This repository provides the RLC index, a reachability index for processing graph queries with a concatenation of edge labels under the Kleene operator.
For the technical details about the RLC index, please refer to our technical report: https://arxiv.org/abs/2203.08606
core is an implementation of the RLC index.
demo shows a simple demonstration of building and querying the RLC index.
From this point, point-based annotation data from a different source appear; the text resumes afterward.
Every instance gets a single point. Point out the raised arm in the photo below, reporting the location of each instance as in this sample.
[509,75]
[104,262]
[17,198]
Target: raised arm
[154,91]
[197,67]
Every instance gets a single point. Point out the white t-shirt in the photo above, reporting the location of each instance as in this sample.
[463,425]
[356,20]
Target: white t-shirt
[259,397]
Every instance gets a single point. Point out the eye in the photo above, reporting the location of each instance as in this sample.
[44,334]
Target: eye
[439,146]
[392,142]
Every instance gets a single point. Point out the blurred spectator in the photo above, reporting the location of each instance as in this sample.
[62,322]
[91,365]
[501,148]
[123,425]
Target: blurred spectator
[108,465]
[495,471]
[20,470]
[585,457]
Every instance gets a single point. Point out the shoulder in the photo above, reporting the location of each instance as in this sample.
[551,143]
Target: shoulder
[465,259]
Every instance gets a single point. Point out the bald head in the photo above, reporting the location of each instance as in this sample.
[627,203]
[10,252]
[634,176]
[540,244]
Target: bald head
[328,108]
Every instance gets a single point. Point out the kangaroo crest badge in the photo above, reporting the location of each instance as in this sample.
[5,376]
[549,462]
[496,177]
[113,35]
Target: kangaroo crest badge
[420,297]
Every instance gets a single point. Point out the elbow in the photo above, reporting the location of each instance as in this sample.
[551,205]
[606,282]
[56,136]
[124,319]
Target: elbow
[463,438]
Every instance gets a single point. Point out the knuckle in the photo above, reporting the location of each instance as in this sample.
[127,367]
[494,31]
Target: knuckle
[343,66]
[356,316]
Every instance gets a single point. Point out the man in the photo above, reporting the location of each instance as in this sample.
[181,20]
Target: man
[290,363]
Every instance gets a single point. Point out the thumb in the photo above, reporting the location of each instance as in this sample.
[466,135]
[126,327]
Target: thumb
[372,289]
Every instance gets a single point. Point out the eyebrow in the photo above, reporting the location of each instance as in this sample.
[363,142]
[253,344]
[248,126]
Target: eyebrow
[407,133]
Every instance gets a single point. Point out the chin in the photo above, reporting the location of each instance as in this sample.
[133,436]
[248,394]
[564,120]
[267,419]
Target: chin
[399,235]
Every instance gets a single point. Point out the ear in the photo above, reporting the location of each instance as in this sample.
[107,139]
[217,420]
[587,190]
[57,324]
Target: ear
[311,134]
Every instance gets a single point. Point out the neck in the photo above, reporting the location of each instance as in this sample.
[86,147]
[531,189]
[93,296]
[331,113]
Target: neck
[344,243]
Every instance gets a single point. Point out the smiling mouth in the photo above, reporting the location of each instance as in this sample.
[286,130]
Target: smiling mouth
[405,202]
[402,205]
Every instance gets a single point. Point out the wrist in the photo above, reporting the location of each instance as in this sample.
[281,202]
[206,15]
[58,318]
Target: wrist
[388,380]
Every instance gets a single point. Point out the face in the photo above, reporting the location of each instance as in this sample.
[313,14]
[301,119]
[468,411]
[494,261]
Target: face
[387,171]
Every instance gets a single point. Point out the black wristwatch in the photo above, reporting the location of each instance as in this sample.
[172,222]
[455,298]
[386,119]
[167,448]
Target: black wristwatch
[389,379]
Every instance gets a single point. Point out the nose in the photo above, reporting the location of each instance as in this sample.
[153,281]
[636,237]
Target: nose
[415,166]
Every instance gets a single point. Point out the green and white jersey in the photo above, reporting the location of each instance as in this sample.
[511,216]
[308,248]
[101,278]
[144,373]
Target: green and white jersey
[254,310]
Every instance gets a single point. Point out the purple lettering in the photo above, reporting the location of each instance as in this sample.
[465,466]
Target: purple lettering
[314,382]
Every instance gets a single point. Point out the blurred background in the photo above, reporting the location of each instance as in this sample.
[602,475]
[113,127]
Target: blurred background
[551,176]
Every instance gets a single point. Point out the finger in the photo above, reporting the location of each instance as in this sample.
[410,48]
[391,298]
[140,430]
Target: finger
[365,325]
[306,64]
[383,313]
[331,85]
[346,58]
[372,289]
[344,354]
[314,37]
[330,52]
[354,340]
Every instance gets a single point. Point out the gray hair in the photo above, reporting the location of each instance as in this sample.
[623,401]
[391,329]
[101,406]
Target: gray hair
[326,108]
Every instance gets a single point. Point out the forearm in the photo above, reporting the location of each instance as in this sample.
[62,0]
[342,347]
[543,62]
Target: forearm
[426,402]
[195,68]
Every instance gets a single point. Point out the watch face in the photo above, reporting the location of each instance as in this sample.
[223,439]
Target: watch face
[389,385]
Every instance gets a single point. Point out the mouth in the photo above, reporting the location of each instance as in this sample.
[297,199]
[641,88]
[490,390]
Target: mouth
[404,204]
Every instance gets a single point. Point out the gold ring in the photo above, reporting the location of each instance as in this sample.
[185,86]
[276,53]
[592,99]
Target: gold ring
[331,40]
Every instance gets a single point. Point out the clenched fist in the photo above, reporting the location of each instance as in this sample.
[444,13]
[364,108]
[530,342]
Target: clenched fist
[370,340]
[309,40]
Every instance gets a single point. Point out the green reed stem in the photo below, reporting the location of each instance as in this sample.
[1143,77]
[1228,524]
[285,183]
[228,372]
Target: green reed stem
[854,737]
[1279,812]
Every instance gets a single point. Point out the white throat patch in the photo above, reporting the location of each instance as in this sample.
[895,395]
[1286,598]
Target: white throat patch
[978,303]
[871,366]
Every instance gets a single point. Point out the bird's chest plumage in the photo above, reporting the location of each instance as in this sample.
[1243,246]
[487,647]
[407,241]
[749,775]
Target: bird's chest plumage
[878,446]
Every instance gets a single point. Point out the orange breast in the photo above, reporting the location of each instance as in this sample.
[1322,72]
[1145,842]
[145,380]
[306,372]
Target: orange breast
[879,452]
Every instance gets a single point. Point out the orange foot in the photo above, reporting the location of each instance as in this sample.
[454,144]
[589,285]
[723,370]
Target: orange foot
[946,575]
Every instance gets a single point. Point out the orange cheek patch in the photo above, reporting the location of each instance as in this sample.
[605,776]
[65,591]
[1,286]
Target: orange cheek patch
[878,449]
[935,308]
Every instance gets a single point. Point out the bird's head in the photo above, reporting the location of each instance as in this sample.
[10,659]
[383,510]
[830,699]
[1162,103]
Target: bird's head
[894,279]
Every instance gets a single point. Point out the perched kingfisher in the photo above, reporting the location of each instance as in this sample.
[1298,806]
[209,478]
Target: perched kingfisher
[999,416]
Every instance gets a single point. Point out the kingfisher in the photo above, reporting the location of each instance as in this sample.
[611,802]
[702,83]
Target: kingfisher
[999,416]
benchmark contains the source code of the experiments in the technical report.
- Clone the project.
- Execute
mvn clean package
.
In the rest of this section, suppose that we are in benchmark/
-
Download the rlc-benchmarks.tar.gz file (2.89GB) contains the datasets and workloads used in the experiments of the technical report.
-
Execute
tar -czvf rlc-benchmarks.tar.gz
. -
benchmark/benchmarks
contains the datasets and workloads. Please see the technical report for their details. -
configurations contains JSON files for configuring the performance test. For example, real-graphs-indexing.json is used to configure the experiments of indexing time and index size, and real-graphs-querying.json is for the experiments of querying time. The default parameters in the configuration files skip the large datasets. To include them in the test, remove the corresponding values under the 'skippedGraphNames' entry in JSON files. Before doing this, please ensure that there is enough memory, e.g., at least 32GB for the dataset '08-soc-pokec-relationships', '09-wiki-topcats', and '10-wiki-Talk', or at least 80GB for the dataset '11-sx-stackoverflow', '12-soc-LiveJournal1-50', and '13-wikipedia_link_fr-25'.
-
Execute
nohup java -Xms16g -Xmx16g -cp target/benchmark-1.0-SNAPSHOT.jar org.jrpq.rlci.benchamrk.App &
to start the performance test. Increase the memory when the large datasets are included. Building the extended transitive closure can take around 30 minutes for the smallest dataset in the benchmarks and cannot finish in 24 hours for the other datasets. To skip the extended transitive closure in the test, remove 'Etc' under the 'method' entry in the configuration files. -
The benchmark results are available under the directory
benchmark/benchmark-results
, which contains sub-directories with results of different tests.